Ground fog in the corner of the meadow glowing faintly pink in the sunrise. A flicker flies out of the old den in the dead elm tree.
fog
July 28, 2015
A bindweed flower is open in the garden—a white blunderbuss pointed, like the dog’s inquisitive snout, at the foggy woods.
July 14, 2015
Fog gives way to mid-morning haze. The neighbors’ rooster doesn’t so much crow as moan. I listen to cardinal song and imagine it’s February.
May 1, 2015
Buds have burst on the witch hazel, leaf-pairs clasped together as if in prayer. Dimly visible in the fog: a crowd of mayapple umbrellas.
April 10, 2015
Red-winged blackbirds calling in the fog.
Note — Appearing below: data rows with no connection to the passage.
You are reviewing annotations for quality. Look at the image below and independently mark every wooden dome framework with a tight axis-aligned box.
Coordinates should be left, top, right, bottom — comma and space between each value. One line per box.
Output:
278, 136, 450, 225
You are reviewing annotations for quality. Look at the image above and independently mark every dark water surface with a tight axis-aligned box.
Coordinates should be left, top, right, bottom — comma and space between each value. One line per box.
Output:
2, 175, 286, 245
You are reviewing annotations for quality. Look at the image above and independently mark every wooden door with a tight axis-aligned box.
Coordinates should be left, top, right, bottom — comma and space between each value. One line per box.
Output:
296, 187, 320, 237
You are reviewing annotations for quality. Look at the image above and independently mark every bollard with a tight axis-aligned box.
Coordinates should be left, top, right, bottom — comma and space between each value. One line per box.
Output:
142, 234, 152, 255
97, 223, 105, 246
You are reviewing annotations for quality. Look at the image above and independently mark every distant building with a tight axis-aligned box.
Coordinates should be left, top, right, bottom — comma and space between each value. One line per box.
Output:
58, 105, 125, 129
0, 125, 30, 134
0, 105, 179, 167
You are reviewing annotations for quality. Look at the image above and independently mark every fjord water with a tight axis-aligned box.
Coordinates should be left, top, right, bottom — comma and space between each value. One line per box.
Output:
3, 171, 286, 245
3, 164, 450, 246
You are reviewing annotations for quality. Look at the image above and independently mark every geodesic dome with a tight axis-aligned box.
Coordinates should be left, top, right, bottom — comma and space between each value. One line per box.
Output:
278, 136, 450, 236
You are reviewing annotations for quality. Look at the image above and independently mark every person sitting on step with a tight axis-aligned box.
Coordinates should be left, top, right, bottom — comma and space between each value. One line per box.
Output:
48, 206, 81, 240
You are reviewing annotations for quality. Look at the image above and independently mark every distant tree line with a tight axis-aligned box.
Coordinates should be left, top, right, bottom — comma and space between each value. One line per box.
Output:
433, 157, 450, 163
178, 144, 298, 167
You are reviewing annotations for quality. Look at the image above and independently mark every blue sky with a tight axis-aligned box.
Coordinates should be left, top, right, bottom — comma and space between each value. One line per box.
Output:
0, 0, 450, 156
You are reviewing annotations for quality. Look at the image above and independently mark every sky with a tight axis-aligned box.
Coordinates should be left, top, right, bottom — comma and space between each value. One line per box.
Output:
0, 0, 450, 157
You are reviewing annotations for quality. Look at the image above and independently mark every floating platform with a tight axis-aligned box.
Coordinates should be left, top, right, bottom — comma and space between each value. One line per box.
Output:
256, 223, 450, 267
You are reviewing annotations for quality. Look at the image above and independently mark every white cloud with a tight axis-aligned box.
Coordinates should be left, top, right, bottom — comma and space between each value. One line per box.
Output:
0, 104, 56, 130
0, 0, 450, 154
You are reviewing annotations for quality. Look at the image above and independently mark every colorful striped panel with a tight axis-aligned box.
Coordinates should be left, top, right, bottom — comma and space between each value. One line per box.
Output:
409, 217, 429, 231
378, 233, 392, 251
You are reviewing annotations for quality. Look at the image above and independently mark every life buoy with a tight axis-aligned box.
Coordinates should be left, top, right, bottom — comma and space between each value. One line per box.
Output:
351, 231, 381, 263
The springhouse phoebe appears to have found a mate. They take turns fluttering under the eaves.
April 9, 2015
In the thick fog, a wild turkey on the road looks like the small dinosaur that she is, stretching her neck to peck stones for her gizzard.
March 14, 2015
Rainy and cold. I am fascinated by the fog rising off the snow: how quickly it appears and disappears while barely seeming to move at all.
February 9, 2015
Thick fog. A steady drumming of snowmelt on the porch roof. A bluejay in the barberry, out of what looks like sheer boredom, begins to yell.
January 4, 2015
The woods are filled with fog and a roar of traffic from over the ridge. The north roof of the springhouse still wears a scruff of ice.
December 24, 2014
Fog. In the absence of the usual noise from quarry and factories, I can hear every grunt and groan of the trucks jake-braking on I-99.
December 9, 2014
Last night’s snow has left a scant half-inch of fur on all the trees—these naked sleepers. Some of it melts, some evaporates into fog.
November 17, 2014
Over the drumming of rain on the roof, a white-throated sparrow’s quavering song. The fog settles in, gray and inescapable as secret police.
November 6, 2014
Rain and fog. A dead branch gives way under the weight of seven jays, who fly up screaming as it crashes to the ground.
October 2, 2014
Another foggy morning. Beneath the orange leaves of the witch hazel in my garden, yellow blossoms are beginning to let down their wild hair.